2. Materials and methods

2.1. Animals

Animals were treated according to the Association for Research in Vision and Ophthalmology Statement for the Use of Animals in Ophthalmic and Vision Research. The clinical and experimental protocol was approved by the Animal Care and Use Committee of Dokuz Eylül University (İzmir, Turkey). Sixteen normal albino New Zealand rabbits weighing 2–3 kg were divided into three groups. The original concentration of the drug was preserved in all groups but the amount of drug injected was changed by changing the volume. Group I (n = 6), group II (n = 6), and group III (n = 4) received 5 mg/0.05 mL, 10 mg/0.1 mL, and 20 mg/0.2 mL golimumab, respectively to the right eyes, and sham injections of a balanced salt solution (BSS) of the same volumes were administrated to the left eyes as controls. According to previous animal studies with anti-TNF drugs, if the original concentration was preserved (not diluted with saline or BSS), then 0.1 mL of these drugs would contain 2.5 mg etanercept, 1 mg infliximab, 5 or 10 mg adalimumab. Therefore, quantity of proportional doses in other anti-TNF studies are referenced while determining the injected doses [22,25,26].

2.2. Procedure

Animals were anesthetized with a mixture of ketamine hydrochloride (50 mg/kg) and xylazine hydrochloride (5 mg/kg) along with topical anesthesia (Alcain; Alcon Laboratories, Inc., Fort Worth, TX, USA). The pupils were dilated with 2.5% phenylephrine hydrochloride (Mydfrin; Alcon Laboratories, Inc., Fort Worth, TX, USA) and 1% tropicamide (Tropamid; Bilim, İstanbul, Turkey). After instilling povidone iodine (5%), anterior chamber paracentesis of an equal volume to the injected drug was administrated to avoid drug reflux due to high intraocular pressure. IVT injection of golimumab (Simponi; Merck Sharp and Dohme, Kenilworth, New Jersey, USA) was performed approximately 2 mm posterior to the limbus with a 30-gauge needle attached to a tuberculin syringe. IOP was checked with TonoPen Avia (Reichert Technologies, Depew, NJ, USA) after the procedure and found within normal limits. A 0.3% ofloxacin eye drop (Exocin; Allergan, Dublin, Ireland) was administered topically immediately after the injection. Slit-lamp and funduscopic examinations were performed pre- and postinjection immediately and repeated at day 7. The rabbits were kept for 1 week in ambient light on a 12-h light/12-h dark schedule.

2.3. Clinical observation

To detect clinical signs of toxicity, eyes were carefully evaluated by slit lamp examination at day 1 and day 7. Retinal artery patency was checked immediately after the injection with indirect ophthalmoscopy. At day 7, dilated fundus examination was repeated to see if there was any vitreous hemorrhage or retinal detachment.

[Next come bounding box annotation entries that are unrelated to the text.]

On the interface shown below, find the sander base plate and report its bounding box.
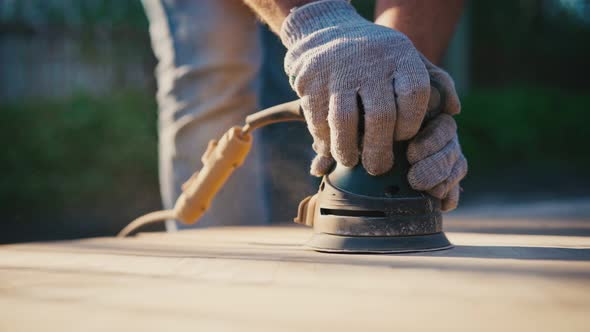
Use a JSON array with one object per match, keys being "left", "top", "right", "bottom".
[{"left": 305, "top": 232, "right": 453, "bottom": 254}]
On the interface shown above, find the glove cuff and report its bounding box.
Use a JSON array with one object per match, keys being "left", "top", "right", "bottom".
[{"left": 280, "top": 0, "right": 365, "bottom": 48}]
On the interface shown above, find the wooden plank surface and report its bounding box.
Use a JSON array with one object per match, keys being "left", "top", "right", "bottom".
[{"left": 0, "top": 218, "right": 590, "bottom": 331}]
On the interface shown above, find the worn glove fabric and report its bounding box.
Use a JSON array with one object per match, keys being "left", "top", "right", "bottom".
[
  {"left": 407, "top": 113, "right": 467, "bottom": 211},
  {"left": 281, "top": 0, "right": 430, "bottom": 176}
]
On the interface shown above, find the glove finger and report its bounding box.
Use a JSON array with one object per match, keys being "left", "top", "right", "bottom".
[
  {"left": 394, "top": 54, "right": 430, "bottom": 141},
  {"left": 408, "top": 137, "right": 461, "bottom": 191},
  {"left": 301, "top": 93, "right": 331, "bottom": 167},
  {"left": 309, "top": 155, "right": 334, "bottom": 176},
  {"left": 420, "top": 54, "right": 461, "bottom": 115},
  {"left": 440, "top": 184, "right": 461, "bottom": 212},
  {"left": 406, "top": 114, "right": 457, "bottom": 165},
  {"left": 359, "top": 80, "right": 396, "bottom": 175},
  {"left": 328, "top": 90, "right": 359, "bottom": 167},
  {"left": 428, "top": 155, "right": 467, "bottom": 199}
]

2.4. Histological examination

At the first postinjection week, rabbits were euthanatized by intravenous injection of a lethal overdose of ketamin. The eyes were immediately enucleated and fixed in a 10% neutral formalin for 24–48 h. Five specimens for each eye were generated from random areas. For routine histological procedures, specimens were dehydrated with increasing alcohol series and then paraffin-perfused. Specimens were paraffin-embedded, and 5 mm sections were taken on poly-L-lysin-coated slides using a rotary microtome (RM 2135; Leica Instruments, Nussloch, Germany) with disposable metal microtome blades (type N35; Feather Company, Osaka, Japan). Then tissues stained with hematoxylin-eosin (H&E). Samples were examined under a light microscope (Olympus BH2, Japan) and pictures which showed focal retinal changes of relevant tissue section were transferred to the computer using a digital video camera (Olympus DP71, Japan).

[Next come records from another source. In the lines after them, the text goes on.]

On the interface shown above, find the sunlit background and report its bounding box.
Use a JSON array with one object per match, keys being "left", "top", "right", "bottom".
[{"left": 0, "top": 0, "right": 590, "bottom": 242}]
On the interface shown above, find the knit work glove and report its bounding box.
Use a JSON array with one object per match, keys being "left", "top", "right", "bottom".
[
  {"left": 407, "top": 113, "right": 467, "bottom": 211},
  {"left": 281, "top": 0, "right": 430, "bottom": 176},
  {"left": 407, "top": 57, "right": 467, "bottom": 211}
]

2.4.1. Immunohistochemical assessment

After deparaffinization, tissues were dewaxed in xylene and rehydrated with ethanol. To unmask antigens by the heat treatment, sections were treated with 10 mM citrate buffer (Cat No. AP-9003-125 Labvision). After incubated in a solution of 3% H2O2 to inhibit endogenous peroxidase activity, sections were incubated with normal serum blocking solution. They were then incubated in a humid chamber for 18 h at +4 °C with antibody active-caspase-3(Novus), biotinylated IgG, and streptavidin conjugated to horseradish peroxidase (Invitrogen-Plus Broad Spectrum 85-9043) in order. Sections were finally incubated with 3,30 diaminobenzidine hydrochloride (DAB) (1718096, Roche), and nuclei were counterstained with Mayer’s hematoxylin. Sections were dehydrated through a graded ethanol series, cleared in xylene, mounted in entellan (Merck, Germany) and analyzed by a light microscope. Immunohistochemical evaluation was performed by two independent experienced histologists, blinded to the source of the samples taken from five random fields of the same sections, and the average score was utilized.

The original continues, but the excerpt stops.